9. Charges and Payments

You agree to provide STC with accurate and complete billing information including your legal name, address, and a contact telephone number. All changes to this information must be reported to STC within 30 days of the change. Customer authorizes STC to obtain credit, employment or trade information to verify creditworthiness.

Payment is due to Company on the 15th of each month upon receipt of bill by the Customer. When the 15th is on a weekend or holiday, the due date will be the next business day. Payment is to be made through a check, draft, or cash. Payments received after the due date may incur a late payment charge of $4.75 plus tax for each month where the unpaid balance is greater than $10.00.

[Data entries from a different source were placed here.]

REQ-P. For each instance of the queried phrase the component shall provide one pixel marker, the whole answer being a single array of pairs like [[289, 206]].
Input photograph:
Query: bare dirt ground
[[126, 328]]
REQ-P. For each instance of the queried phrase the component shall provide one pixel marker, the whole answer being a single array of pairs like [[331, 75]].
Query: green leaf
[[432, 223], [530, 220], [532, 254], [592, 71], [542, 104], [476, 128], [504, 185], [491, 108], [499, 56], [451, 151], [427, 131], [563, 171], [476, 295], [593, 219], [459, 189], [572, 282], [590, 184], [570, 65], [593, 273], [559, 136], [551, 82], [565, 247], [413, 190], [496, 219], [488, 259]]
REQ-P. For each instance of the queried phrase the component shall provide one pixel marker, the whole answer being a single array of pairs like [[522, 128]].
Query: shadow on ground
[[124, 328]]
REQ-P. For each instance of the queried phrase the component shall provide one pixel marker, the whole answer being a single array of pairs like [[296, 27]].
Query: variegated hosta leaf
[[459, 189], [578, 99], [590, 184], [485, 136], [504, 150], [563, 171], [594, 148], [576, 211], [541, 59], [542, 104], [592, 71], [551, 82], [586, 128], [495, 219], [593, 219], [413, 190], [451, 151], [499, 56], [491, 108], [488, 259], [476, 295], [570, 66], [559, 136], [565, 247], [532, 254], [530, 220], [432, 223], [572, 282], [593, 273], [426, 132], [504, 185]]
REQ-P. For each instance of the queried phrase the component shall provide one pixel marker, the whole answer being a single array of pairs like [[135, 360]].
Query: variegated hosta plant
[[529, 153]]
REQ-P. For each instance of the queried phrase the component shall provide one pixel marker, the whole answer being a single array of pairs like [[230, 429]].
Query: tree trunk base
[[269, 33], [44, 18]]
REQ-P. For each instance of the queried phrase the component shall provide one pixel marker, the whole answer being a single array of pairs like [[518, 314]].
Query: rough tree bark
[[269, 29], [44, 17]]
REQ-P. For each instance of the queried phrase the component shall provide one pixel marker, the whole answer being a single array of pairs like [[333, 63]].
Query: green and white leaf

You agree to pay STC all fees and charges for the Service(s) associated with your account by the due date. Such fees and charges may include, but are not limited to, Service fees, setup fees, monthly or yearly usage fees, early termination charges, late payment fees, invoice surcharges, cashier’s check fees, returned check fees, other special money transfer fees, deposits, if applicable, or software purchases. Service fees and rates established for STC Long Distance are set forth at www.deltaland.net. Otherwise, Service fees to be paid by you to STC for the Service shall be established at the published rate and terms and by STC Long Distance and local tariffs, where applicable. Setup fees are non-refundable
You agree to pay all sales and use taxes, duties, or levies which are required by law as well as all attorney and collection fees arising from efforts to collect any unpaid balance on your account. STC shall have the right to bill and collect any applicable taxes where required by law.

If you do not pay the full balance due on your account by the due date printed on your bill, you agree to pay a late payment fee plus taxes per month, but not to exceed to the maximum allowable rate permitted by applicable state law. The late payment fee will be applied to your account each month that your account is delinquent, in addition to all other applicable fees and charges. The late payment fee shall not be considered an interest charge, finance charge, or penalty. You can avoid any late payment fees by paying your monthly bill on time.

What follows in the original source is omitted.